I have no idea why I took the pregnancy test. I wasn’t late for my period. We weren’t trying for a third baby. I had no suspicions that I might be pregnant. And yet, something was urging me to pee on that stick, just because. When those two pink lines immediately showed up, I can’t even describe the feelings that flooded through me.
As this pregnancy progresses, it’s come to my attention that everything is completely different this time around.
For starters I keep forgetting how far along I am.
With my first two babies, when asked, I could immediately rattle off exactly how far along I was to the day. With number 3 I’m usually somewhat aware of the week that I’m on (thanks to fellow pregnant friends on facebook whom I share close due dates with), but more often than not, I have to use the first response due date calculater to find out the exact point I’m at according to the day of my last period. Which brings me to my next point…
I still have yet to see a doctor. (But no, I’m not concerned.)

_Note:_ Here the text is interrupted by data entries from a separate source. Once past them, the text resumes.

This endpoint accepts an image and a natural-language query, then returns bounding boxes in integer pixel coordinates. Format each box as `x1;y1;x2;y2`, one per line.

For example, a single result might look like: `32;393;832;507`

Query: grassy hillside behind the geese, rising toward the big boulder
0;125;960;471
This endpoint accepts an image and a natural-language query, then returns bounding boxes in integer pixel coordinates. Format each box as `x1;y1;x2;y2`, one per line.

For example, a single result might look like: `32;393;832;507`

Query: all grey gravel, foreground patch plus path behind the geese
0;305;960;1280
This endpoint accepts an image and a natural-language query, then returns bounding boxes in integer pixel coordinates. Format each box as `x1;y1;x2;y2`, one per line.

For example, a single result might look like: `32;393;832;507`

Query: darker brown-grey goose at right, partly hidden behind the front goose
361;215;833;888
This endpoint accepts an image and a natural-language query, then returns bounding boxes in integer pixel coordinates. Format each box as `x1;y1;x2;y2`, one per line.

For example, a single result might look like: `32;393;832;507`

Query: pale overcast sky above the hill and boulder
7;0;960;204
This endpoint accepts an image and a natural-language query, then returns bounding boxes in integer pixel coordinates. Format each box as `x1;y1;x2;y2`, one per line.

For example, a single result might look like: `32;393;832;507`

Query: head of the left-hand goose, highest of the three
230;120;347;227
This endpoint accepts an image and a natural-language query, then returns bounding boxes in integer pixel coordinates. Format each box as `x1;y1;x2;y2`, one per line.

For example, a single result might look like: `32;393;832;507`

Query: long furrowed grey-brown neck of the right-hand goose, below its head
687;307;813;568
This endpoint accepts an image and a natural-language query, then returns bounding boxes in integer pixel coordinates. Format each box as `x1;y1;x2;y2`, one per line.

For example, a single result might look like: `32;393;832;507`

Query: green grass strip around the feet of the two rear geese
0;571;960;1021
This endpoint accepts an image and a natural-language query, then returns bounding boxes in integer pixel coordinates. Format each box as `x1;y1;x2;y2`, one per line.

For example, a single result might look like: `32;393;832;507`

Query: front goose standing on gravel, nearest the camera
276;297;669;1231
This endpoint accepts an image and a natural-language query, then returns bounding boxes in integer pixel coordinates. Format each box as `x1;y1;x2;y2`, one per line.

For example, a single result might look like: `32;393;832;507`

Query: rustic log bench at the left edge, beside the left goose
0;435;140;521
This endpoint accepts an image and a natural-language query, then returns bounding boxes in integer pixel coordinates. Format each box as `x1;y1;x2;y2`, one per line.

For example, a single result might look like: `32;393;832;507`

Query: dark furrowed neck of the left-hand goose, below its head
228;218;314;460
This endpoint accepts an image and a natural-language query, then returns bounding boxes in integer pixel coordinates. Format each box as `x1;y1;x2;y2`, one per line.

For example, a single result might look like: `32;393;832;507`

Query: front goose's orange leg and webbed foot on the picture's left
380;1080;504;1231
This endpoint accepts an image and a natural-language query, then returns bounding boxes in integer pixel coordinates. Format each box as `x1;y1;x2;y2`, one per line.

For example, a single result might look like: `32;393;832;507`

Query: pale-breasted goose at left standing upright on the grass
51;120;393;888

With my first two kiddos I was super anxious for my first doctor visit because I had so many questions. Due to insurance confusion and complications, I have not been able to visit the doctor just yet. We were able to confirm the sex at a special ultrasound place around 14 weeks, but as far as an actual office visit goes, that date is still to be determined. On the bright side! We recently have gotten everything sorted out, and I will be able to confirm an appointment within just a couple weeks.
We still have not decided on a name.
With my first baby, we had the name picked out BEFORE we knew the sex. With my second, we had a name picked out but ended up changing it before she was born. And with this third child, who knows what she will be called. While I think we’ve narrowed it down quite a bit, the title of little miss is still to be determined.
I don’t google every single symptom that I encounter.
During my first pregnancy my google search history was chock full of repeated questions and concerns I had. I had never experienced a pregnancy before and was always anxious for answers to every little symptom I experienced. This time around, I spend far less time on the baby center forums and more time chasing around and hollering at the bigger two.
I’m not rushing this pregnancy.
Of course I know it’s not even possible to ‘rush a pregnancy’ but what I mean is that I find myself savoring the days more than I did with my first because I know for certain this is my last. While I very much look forward to the day I get to hear the beautiful cries of my baby and see her sweet face, I am content exactly where we are- because I know that this will be over all too fast.